In case you were wondering, at my perfect barbecue I would man the tongs. You always need a co-conspirator and for that I would turn to my cousin. My cousin is, incidentally, the one I like to be at the pub drinking Guinness with, but he comes into his own as a host. He is a chef by trade, which gives us an advantage if we are working together. I simply hope to be a good kitchen-hand that he can point in the right direction. Between us we could come up with a stellar menu – maybe some oysters with a little pancetta and lemon myrtle oil, maybe a fish kebab in tandoor spices, maybe a cumin rubbed leg of lamb with preserved lemon, maybe a pork chop just to sit on top with grilled pineapple and a fried egg, because we like it like that. You have to laugh a little otherwise it is just not cricket.

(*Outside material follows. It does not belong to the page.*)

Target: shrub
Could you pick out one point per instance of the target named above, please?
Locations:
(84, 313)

And, of course, we cannot forget the salads – potato salad with yoghurt and sundried tomato pesto mixed through, some leafy greens with a mustard dressing finished off with tomatoes and parsley from the garden, couscous with roast vegetables. For desert, how about a peach and raspberry trifle? Or a blueberry cobbler? Maybe even a fig clafouti? That is a good barbecue by any measure. And, with all those beers, it does not matter if it is a little burnt, or even a little raw. In any case, it is only lunch and we are due at the pub soon enough. We want to catch the rest of the game before the day’s play is over.

When we get there, we will order a cheese platter, because why not? With him I would talk about the menu of his restaurant, or touch on the politics that matters, or sit in silence as they hit boundary after boundary in their run chase. My other cousins, and some friends, would drop in – one with stories about his renovations, another on property prices, one about a conference, another on returning to work, another with stories from up north, others will talk about their kids or going fishing that morning. Someone else will buy a round and the day will edge its way to darkness once again.

It is getting late now, the cricket is over, and only you and him remain. He gets Mondays off and you are a writer so you can sleep in on any day you choose. You have exhausted your debate on the merits of bacon or ham in a quiche Lorraine. It might be time to go home, but you are feeling hungry and it will be a little while before the taxi arrives. Up the road is the kebab shop and they are open, as always. So, you stumble out and keep talking. Your cousin is good like that, a raconteur with a point of view, one of those people that likes to chat, a proper larrikin who cracks a joke about anything that comes up. He is the bloke you share a kebab with, under any circumstances. Location, time of night, cost is no barrier, for it is always worth it. Someone to talk shit with like you are both the smartest idiots in the world while there is garlic and sweet chilli sauce dribbling down your chin.


What did drunk people eat before kebabs? What did you have on the way home from the pub? My dad tells me that his dad used to drink a glass of milk before he had a big night out, something to line the stomach for everything that happened afterwards. But I never found out what he had on his way home. In Japan it is ramen; in Indonesia it is mee goreng; but in India, at least for me in Kochi, I managed to find a good kebab that hit the spot for 40 rupees on my way home from the pub. It was a little spicier but the yoghurt was garlicky and creamy, the pickles wonderfully sour, and the cabbage safe enough for me to risk when I avoided salads everywhere else. When I got home, I would fall asleep without caring about the mosquitoes buzzing overhead. This time, I will hit the hay to the sound of the wind through the trees at Redgate and the occasional plaintive call of a tawny frogmouth owl outside my open window.